Property market predictions for the next 12 months & Aussie savings are being directed to the property market
Growth Predicted Next 12 Months
House values are tipped to continue rising, with experts backing the market to continue its solid run for the next 12 months.
Finder’s RBA Cash Rate Survey of 40 experts and economists, reveals they are most bullish about Melbourne with forecasts of a 9% rise in prices in the next 12 months, bringing the average home price to $817,000. They predicted Sydney prices would increase another 8%, up by $76,600 on average to hit $1,070,900 by this time next year.
The report found the average Sydney home-owner earned more in property equity than the median family wage over the past 12 months.
Brisbane and Perth prices are predicted to rise by 8% to $633,500 and $568,600 respectively, while Canberra and Adelaide are predicted to increase by 7% to $826,600 and $542,800. Hobart and Darwin are tipped to record increases of 6% by this time next year to achieve average home prices of $644,900 and $503,900.
Refinancing Hits Record Levels
Home loan refinancing has hit a record high and the Reserve Bank of Australia once again holds steady on the official cash rate.
Australian Bureau of Statistics figures show the value of home loan refinancing increased by 6% in July to hit $17.2 billion. Investors are taking advantage of good finance packages on offer, with the number of investors refinancing in July up by 8.3%.
This week the RBA has held the official cash rate at 0.10% and flagged that it will continue to buy government bonds at the rate of $4 billion a week until mid-February 2022.
With interest rates sitting so low and lenders offering enticing deals to homeowners, the number of borrowers fixing in rates is on the rise. According to Mortgage Choice, in August the proportion of borrowers opting to fix at least a portion of their loan was 41%.
About 42% of loans since March this year went to borrowers who were refinancing which is slightly higher than 12 months ago when it was 41%.
$60b Savings Going To Real Estate
Australians are cashed up with unused holiday funds totaling $60 billion and looking to spend it on property.
Finder analysis of Tourism and Transport Forum figures show in the year to June 2019, Australians spent $62.3 billion on international travel.
With that money no longer flying out of the country as a result of the closed international borders, much of it is now being pumped into housing whether it be upsizing, a lifestyle change or renovation.
The lack of travel opportunities, concerts cancelled and closed restaurants means even first home buyers are now saving more than ever.
Real estate agents are reporting that those who can’t travel are also using that money to buy holiday properties in Australia, so they have somewhere to travel to when state borders reopen.
Finance is very cheap and homeowners are accumulating a lot of equity as their properties go up in value, so they are now looking to invest, using their savings.
Prices Grow $103,000 In 12 Months
The average Australian price is now $103,000 higher than this time last year.

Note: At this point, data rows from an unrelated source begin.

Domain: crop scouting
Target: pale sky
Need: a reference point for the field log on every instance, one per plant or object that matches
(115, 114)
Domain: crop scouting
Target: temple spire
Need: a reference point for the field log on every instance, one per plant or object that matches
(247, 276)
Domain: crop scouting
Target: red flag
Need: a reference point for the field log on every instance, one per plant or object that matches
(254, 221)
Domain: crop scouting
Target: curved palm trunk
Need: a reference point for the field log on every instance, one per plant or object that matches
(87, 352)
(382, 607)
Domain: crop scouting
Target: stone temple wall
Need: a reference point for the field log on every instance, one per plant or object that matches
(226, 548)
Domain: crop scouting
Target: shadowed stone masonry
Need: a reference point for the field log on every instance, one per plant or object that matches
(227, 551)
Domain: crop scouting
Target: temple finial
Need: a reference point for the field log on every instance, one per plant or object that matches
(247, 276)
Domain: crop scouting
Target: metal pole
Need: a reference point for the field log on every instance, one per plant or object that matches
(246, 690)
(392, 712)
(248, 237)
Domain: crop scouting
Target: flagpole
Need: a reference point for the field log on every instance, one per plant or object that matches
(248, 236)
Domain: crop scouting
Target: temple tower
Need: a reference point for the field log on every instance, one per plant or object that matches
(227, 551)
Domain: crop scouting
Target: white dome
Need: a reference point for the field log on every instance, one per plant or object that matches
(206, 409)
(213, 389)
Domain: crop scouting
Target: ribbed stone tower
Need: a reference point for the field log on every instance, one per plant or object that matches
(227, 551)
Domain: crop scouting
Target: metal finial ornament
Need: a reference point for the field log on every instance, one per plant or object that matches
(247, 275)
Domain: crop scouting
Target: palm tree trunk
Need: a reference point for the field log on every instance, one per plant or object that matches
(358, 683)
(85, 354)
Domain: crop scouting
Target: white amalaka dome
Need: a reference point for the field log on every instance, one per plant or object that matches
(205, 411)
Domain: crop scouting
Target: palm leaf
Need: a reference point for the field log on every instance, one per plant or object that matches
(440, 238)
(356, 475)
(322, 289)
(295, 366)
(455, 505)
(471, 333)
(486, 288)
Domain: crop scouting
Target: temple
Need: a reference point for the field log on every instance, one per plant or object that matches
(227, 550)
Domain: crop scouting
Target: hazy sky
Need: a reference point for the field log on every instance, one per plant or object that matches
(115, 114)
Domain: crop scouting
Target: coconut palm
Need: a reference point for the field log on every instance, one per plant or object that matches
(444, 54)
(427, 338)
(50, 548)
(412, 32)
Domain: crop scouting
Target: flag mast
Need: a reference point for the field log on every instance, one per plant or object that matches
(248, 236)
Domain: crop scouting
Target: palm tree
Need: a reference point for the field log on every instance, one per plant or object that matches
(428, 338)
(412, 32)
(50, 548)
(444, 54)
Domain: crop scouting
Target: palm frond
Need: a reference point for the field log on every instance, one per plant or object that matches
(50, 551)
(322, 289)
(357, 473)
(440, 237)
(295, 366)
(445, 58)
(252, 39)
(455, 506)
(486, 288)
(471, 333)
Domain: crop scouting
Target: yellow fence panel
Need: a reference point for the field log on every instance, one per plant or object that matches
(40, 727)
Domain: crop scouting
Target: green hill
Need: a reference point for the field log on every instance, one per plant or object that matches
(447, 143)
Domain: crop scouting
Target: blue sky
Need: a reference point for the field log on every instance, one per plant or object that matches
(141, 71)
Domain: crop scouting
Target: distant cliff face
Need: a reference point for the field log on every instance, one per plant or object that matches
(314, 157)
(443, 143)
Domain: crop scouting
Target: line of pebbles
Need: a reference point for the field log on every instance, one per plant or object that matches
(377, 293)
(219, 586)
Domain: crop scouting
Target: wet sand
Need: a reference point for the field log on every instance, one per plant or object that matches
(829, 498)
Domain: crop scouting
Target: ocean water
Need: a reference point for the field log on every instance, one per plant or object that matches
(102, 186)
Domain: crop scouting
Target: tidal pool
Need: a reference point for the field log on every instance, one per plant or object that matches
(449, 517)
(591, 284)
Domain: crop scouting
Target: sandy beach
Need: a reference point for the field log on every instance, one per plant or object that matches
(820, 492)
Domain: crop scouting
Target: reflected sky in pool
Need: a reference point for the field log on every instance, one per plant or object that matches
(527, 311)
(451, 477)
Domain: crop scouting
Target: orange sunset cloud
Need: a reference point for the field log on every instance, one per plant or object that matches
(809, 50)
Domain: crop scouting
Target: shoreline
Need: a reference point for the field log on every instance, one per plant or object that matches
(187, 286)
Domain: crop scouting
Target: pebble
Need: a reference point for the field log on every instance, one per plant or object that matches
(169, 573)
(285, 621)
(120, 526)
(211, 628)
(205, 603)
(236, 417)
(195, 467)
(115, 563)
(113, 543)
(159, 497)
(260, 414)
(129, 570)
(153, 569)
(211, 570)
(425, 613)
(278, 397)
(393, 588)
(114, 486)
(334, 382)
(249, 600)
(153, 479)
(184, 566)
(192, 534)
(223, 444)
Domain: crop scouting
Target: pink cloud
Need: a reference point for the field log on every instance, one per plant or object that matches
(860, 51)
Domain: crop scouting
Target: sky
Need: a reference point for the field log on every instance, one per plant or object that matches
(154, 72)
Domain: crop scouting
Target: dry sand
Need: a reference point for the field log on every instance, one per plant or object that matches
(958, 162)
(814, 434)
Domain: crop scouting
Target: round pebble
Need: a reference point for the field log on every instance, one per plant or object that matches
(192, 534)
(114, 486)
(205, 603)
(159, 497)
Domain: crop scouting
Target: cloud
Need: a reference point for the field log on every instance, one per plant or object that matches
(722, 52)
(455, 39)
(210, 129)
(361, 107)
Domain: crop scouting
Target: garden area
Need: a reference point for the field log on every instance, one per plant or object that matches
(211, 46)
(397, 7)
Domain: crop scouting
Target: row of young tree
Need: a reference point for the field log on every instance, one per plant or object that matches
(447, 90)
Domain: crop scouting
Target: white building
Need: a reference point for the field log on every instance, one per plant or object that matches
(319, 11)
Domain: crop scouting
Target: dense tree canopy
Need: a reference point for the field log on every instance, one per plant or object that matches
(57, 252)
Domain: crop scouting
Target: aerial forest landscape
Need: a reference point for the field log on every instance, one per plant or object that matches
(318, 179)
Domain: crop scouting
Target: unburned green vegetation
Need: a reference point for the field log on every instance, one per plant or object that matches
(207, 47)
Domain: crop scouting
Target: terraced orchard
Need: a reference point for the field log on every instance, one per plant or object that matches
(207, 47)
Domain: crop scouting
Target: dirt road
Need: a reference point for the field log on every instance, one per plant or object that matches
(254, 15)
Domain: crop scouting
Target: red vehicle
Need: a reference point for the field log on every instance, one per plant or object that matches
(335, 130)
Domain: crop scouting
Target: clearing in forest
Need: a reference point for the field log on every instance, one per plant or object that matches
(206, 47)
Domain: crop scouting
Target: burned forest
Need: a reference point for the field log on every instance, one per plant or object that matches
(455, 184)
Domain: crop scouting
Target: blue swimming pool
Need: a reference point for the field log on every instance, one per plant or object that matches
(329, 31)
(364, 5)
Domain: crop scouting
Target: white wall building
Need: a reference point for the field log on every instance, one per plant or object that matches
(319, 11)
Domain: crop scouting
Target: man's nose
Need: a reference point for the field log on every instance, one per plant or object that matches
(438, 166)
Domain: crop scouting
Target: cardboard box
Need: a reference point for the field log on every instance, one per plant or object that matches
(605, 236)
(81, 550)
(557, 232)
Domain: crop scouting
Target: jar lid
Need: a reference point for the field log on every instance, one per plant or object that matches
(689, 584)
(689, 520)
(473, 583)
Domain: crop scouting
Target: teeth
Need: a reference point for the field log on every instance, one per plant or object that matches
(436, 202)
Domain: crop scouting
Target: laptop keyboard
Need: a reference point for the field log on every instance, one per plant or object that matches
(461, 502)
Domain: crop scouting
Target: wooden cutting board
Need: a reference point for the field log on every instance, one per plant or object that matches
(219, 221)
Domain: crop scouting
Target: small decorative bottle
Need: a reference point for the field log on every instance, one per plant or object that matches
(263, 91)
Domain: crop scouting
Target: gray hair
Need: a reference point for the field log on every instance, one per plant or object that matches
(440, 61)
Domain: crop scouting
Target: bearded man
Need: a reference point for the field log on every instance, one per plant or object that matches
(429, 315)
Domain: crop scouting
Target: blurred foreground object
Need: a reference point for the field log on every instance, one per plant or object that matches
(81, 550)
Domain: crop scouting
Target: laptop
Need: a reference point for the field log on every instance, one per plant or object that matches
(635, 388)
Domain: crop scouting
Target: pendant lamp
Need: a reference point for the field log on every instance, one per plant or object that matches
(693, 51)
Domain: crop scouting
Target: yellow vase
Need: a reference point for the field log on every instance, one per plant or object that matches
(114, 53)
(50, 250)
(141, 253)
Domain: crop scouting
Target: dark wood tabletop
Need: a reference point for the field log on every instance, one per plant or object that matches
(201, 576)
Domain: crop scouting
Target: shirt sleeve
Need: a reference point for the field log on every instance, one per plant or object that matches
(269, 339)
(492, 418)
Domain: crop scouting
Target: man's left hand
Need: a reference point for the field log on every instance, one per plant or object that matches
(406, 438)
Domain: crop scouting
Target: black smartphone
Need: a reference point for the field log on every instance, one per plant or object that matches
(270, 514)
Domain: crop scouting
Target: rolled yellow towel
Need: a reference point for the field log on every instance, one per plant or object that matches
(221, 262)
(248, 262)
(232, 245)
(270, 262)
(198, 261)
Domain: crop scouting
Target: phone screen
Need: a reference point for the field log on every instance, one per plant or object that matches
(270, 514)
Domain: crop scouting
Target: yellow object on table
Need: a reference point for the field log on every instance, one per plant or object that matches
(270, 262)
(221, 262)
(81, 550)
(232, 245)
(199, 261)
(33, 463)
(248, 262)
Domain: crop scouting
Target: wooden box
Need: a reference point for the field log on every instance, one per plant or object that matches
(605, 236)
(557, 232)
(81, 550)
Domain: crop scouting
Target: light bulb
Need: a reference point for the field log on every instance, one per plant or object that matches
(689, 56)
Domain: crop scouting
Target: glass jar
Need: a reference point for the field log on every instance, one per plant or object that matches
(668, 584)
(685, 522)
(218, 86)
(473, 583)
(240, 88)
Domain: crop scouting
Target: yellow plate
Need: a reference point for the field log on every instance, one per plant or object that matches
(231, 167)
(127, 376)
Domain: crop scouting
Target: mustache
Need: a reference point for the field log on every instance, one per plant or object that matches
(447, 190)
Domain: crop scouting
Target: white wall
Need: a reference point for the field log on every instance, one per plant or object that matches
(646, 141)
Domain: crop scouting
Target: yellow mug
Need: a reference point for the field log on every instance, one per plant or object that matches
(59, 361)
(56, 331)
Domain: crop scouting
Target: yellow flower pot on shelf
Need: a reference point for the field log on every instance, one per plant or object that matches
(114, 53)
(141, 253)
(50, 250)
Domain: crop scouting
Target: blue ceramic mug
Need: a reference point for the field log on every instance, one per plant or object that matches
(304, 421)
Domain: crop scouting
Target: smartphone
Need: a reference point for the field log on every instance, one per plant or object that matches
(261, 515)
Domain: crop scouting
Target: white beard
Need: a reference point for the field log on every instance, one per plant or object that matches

CoreLogic figures show the median dwelling value increased 1.5% in August to $666,514, up 18.4% in 12 months.
Hobart recorded the biggest annual increase with the median value up 25% to $639,219. Darwin is up 22% to $486,248, while Canberra’s median value increased 22.5% to $816,644.
Brisbane values increased 18% to $612,377 and Adelaide is up 18% to $522,180. Melbourne recorded the smallest increase in the past year, recording a still sizeable 13% lift to bring its median dwelling value to $769,968.
The CoreLogic figures show that regional centres, with values up 22%, continue to outperform capital cities where values increased 18% during the same period.
Figures were not included for Perth and Regional WA which, according to CoreLogic, are “pending the resolution of a divergence from other housing market measures in WA”.